Existing Home Sales Grow 0.4% to 4.92M Unit Pace in January

WASHINGTON — Existing home sales rose 0.4% to a seasonally adjusted 4.92 million-unit rate in January, following a revised 4.90 million rate in December, the National Association of Realtors announced Thursday.

The December sales rate was originally reported as a 4.94 million pace.

The sales pace was a bit above the estimate of economists polled by Thomson Reuters. They predicted a 4.90 million rate for January.

The rate is a 9.1% increase from January 2012. The sales rate has now been above the previous year levels for 19 consecutive months, NAR Chief Economist Lawrence Yun said.

Sales increased 4.8% in the Northeast, 1% in the South, and 3.6% in the Midwest, but dropped 5.7% in the West.

The median sales price stood at $173,600, a 2% drop from the previous month but a 12.3% gain from a year ago.

The inventory levels dipped 4.9% from the previous month to 1.74 million existing homes, representing a 4.2-month supply at the current pace and the smallest inventory since an inventory of 1.71 million homes in December 1999. Inventory was down 25.3% from the January 2012 level, when it was a 6.2-month supply.

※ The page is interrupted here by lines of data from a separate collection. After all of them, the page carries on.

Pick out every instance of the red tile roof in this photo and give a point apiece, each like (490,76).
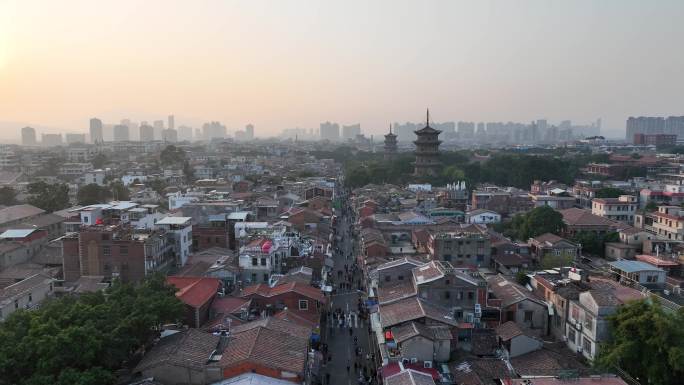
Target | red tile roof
(195,291)
(264,290)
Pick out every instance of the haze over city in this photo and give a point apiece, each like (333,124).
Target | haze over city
(298,63)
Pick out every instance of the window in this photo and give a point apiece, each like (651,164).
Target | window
(586,345)
(528,315)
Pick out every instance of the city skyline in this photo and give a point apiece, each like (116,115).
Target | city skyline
(366,63)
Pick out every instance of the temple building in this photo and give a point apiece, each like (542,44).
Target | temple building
(427,150)
(390,145)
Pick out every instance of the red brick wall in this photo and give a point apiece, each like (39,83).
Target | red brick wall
(247,367)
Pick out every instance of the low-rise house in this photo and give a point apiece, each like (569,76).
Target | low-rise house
(440,284)
(466,246)
(514,341)
(638,272)
(550,250)
(409,377)
(634,236)
(483,217)
(620,209)
(197,293)
(577,220)
(297,297)
(415,341)
(25,294)
(516,303)
(587,324)
(619,250)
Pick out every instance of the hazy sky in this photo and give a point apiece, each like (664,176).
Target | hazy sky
(284,63)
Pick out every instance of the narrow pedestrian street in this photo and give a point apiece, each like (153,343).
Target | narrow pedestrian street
(346,332)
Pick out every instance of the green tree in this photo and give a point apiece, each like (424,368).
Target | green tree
(99,161)
(188,171)
(49,197)
(609,192)
(119,191)
(651,206)
(172,155)
(93,193)
(8,196)
(83,340)
(158,185)
(538,221)
(647,342)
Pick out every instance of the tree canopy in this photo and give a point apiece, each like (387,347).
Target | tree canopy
(538,221)
(647,342)
(8,196)
(82,340)
(503,168)
(93,193)
(49,197)
(172,155)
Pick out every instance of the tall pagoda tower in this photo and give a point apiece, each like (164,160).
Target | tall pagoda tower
(390,145)
(427,150)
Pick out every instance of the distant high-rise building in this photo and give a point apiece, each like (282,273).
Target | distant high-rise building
(75,138)
(28,136)
(121,133)
(427,150)
(146,133)
(249,131)
(350,132)
(185,133)
(96,135)
(170,135)
(330,131)
(213,130)
(51,140)
(672,125)
(466,130)
(390,145)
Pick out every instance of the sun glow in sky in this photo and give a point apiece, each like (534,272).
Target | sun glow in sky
(281,64)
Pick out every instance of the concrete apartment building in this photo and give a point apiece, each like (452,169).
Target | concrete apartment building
(116,251)
(468,247)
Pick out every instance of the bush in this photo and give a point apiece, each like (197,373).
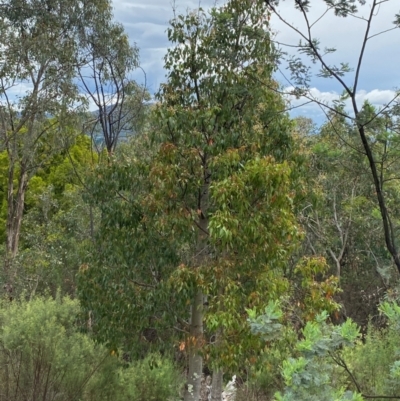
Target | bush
(154,378)
(43,356)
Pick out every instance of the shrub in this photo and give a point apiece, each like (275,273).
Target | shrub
(43,356)
(154,378)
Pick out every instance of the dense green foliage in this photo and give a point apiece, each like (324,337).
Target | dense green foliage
(220,238)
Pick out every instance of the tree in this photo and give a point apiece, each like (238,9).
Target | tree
(106,79)
(340,217)
(208,216)
(309,47)
(42,48)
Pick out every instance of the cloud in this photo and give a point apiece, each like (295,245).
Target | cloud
(304,107)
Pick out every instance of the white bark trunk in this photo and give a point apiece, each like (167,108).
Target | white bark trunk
(193,386)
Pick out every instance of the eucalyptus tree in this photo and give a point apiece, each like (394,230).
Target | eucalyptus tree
(341,218)
(106,79)
(199,229)
(312,54)
(42,45)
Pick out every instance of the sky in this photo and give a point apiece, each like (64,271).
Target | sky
(146,22)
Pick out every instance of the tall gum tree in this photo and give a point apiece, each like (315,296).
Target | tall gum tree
(42,45)
(199,230)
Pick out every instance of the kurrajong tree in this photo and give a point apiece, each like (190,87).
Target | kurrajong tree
(199,230)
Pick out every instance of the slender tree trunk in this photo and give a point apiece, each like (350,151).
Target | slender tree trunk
(15,211)
(216,386)
(193,387)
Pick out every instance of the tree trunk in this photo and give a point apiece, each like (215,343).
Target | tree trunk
(216,386)
(15,211)
(193,387)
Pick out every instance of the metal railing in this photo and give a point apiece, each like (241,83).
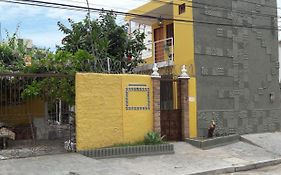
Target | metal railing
(163,50)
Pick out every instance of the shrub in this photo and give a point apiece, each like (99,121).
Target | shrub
(153,138)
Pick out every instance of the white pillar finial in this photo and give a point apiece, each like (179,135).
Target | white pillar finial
(155,73)
(184,73)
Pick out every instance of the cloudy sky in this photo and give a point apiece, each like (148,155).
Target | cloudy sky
(40,24)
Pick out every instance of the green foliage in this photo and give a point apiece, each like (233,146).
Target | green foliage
(153,138)
(103,39)
(32,90)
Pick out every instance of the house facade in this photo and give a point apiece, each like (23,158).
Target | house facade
(231,56)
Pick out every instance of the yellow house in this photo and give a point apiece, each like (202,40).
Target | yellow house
(232,61)
(171,44)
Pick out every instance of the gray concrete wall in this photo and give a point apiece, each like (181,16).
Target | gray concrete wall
(237,68)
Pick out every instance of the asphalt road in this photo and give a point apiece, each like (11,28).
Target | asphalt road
(273,170)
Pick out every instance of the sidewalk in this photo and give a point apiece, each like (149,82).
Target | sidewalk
(186,160)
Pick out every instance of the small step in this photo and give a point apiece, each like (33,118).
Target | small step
(209,143)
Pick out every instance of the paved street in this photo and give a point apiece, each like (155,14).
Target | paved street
(273,170)
(186,160)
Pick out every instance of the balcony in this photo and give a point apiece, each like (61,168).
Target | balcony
(160,52)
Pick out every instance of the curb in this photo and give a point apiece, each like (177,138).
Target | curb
(257,165)
(129,151)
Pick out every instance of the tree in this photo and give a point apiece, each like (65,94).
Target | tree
(85,48)
(104,39)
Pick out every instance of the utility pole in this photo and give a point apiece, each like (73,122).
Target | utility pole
(90,33)
(0,33)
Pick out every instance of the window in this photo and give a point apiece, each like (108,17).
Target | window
(181,8)
(169,33)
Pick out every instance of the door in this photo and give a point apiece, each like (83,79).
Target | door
(170,114)
(159,45)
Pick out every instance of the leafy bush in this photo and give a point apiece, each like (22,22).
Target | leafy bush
(153,138)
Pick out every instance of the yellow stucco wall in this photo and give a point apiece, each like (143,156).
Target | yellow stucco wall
(101,115)
(192,107)
(22,114)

Yun said inventory constraints continue to be a pressing factor, particularly in western states, such as Arizona and California.

"The West region is really constrained," he said.

Yun said only the construction of new homes could improve the condition, but that federal regulations and general uncertainty could be hampering the ability of banks, particularly the small community banks that have historically driven the market, to do that work. Roughly two-thirds of the Dodd-Frank Act remains unimplemented, contributing to the uncertainty, Yun said.

"Only the home builders can truly relieve inventory," said Yun. "Perhaps one needs to revisit some aspects of Dodd-Frank."